ちゃんとやろうとする人ほど、しんどくなる

在宅介護をされているご家族とたくさん関わってきましたが、みなさん本当にがんばっておられます。

ご自分も家庭や仕事で忙しい中、介護をしているというだけでもすごいのに、「ちゃんと手をかけてあげたい」と真面目に介護に向き合われています。

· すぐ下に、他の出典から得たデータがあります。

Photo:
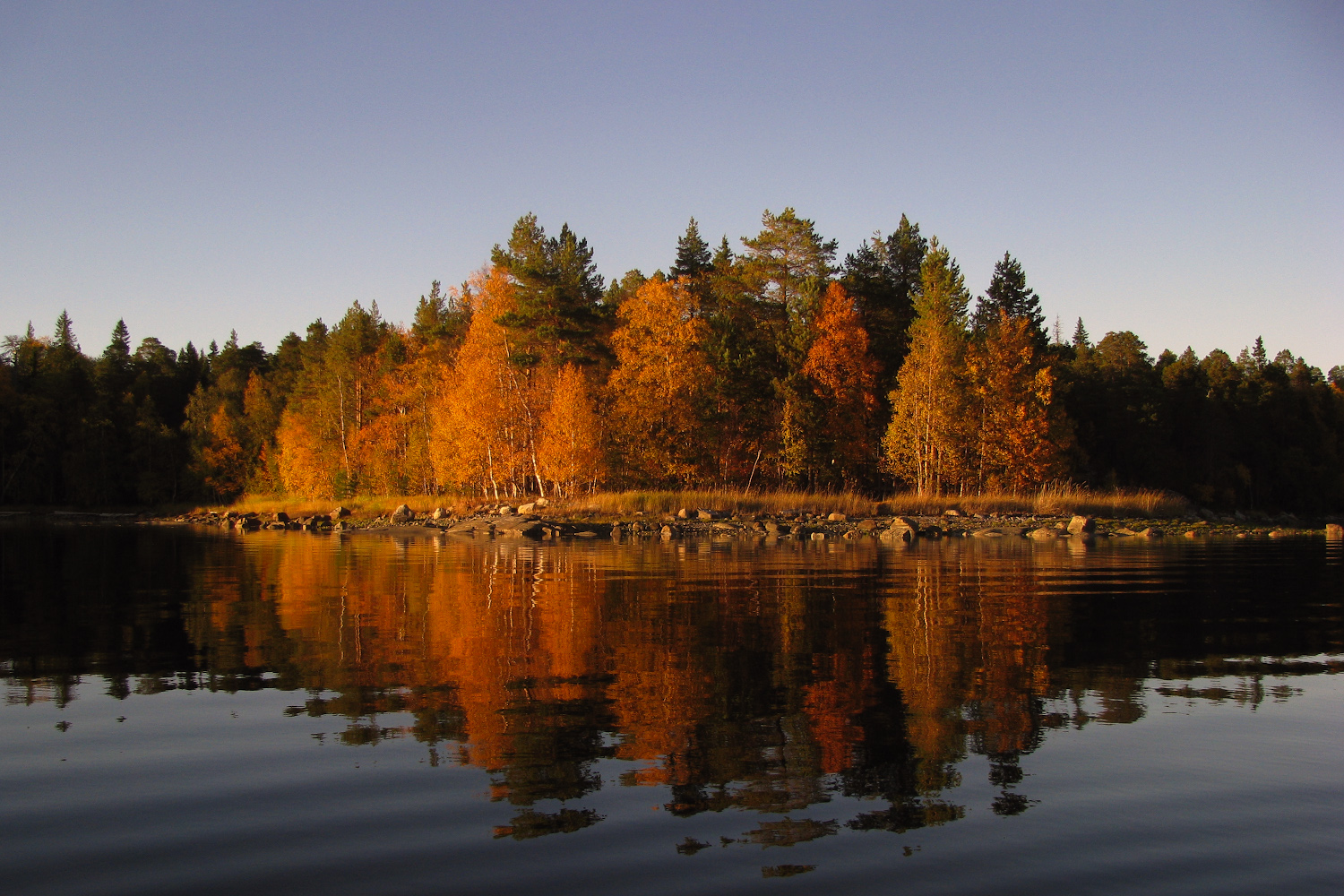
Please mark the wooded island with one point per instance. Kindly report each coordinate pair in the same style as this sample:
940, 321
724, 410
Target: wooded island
766, 367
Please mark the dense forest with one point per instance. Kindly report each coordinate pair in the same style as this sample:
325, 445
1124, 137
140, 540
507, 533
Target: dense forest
763, 366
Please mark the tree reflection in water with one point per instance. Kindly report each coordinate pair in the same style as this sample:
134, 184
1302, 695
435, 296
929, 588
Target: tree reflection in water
736, 675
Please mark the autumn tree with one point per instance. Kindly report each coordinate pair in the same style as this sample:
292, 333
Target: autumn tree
488, 416
1019, 432
659, 386
570, 445
925, 443
844, 379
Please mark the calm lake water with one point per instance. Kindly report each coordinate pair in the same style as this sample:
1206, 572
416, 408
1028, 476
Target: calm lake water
204, 712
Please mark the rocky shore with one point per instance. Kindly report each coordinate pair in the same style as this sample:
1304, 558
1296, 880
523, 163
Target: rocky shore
538, 520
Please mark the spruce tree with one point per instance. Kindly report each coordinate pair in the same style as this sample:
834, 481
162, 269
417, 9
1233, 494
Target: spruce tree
558, 312
1008, 293
693, 254
883, 277
1081, 340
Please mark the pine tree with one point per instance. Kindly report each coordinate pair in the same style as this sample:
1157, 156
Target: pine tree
556, 317
693, 254
1021, 435
883, 277
65, 336
789, 260
1081, 340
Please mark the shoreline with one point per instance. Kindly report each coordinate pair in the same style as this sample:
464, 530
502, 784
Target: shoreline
539, 524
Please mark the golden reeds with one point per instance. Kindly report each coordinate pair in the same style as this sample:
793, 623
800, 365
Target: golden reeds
1051, 500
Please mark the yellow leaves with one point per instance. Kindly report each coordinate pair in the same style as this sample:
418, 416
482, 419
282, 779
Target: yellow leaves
1019, 433
839, 363
308, 463
570, 447
222, 457
658, 390
844, 376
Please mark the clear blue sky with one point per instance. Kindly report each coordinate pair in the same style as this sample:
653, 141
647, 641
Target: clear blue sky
1176, 169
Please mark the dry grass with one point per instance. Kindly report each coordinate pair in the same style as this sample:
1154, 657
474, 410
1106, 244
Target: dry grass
1054, 500
362, 506
1051, 500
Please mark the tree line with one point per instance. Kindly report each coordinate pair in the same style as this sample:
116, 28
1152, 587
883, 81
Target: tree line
765, 366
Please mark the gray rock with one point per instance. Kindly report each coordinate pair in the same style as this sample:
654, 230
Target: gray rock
902, 528
1082, 525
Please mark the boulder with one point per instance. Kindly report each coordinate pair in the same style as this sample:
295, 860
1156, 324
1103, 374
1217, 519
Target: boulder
902, 530
524, 530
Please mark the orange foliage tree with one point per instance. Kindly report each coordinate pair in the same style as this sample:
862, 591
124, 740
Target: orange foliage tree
659, 387
486, 422
570, 447
844, 378
1021, 432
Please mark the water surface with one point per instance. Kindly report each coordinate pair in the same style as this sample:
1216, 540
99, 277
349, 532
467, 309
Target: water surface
194, 711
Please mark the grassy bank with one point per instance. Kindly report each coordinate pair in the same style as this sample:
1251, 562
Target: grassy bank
1048, 501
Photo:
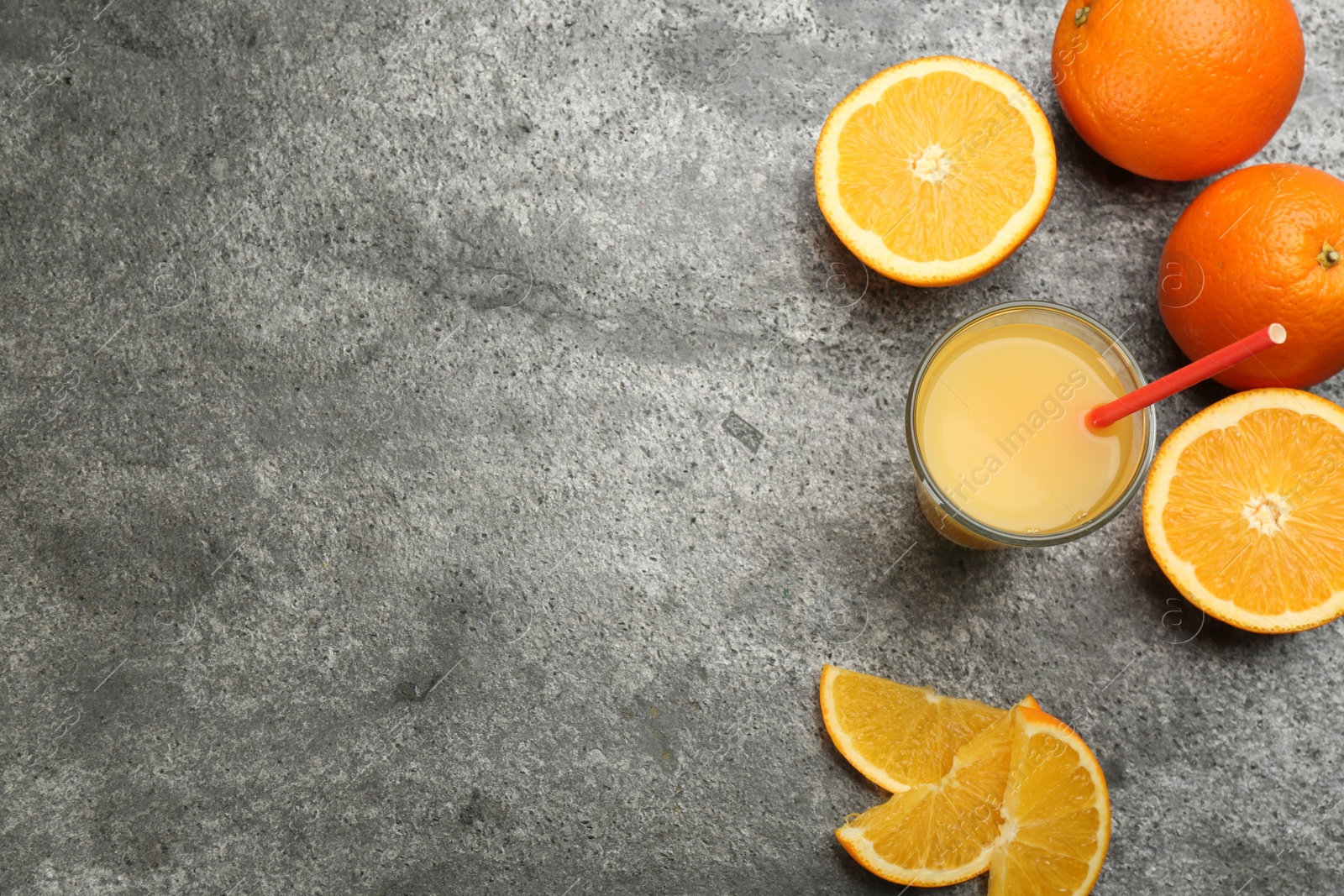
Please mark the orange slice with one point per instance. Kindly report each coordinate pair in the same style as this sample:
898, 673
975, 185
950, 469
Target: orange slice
897, 735
934, 170
1025, 801
1055, 813
940, 833
1245, 510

けれども、「ちゃんとやろうとする人ほど、しんどくなる」のが、介護でもあります。

たとえばこんな日があるのではないでしょうか。

誰も見てなくても、ちゃんとお風呂に入れてあげたくて。
食べてくれないごはんを前に、むなしくなって。
わけもわからず怒る親を前に、静かに謝って。

夜中の2時にトイレの介助で起きて、もう一度寝ようとしても眠れず、今日の食事、手を抜いたことを後悔したり。
声を荒げてしまったこと、自己嫌悪したり……。
そのどれも、自分だけの戦い。

 

まずは一生懸命がんばっているご自分をほめてあげてください。

そして、こんな日こそ「できなかったこと」より「今日もやりきったこと」を数えてください。

・トイレに間に合った
・薬を忘れず飲ませた
・ひと口でもごはんを食べてもらえた
・イライラしても、手は出さなかった
・何より、今日も《ここにいた》

もうこれだけで、素晴らしい介護です。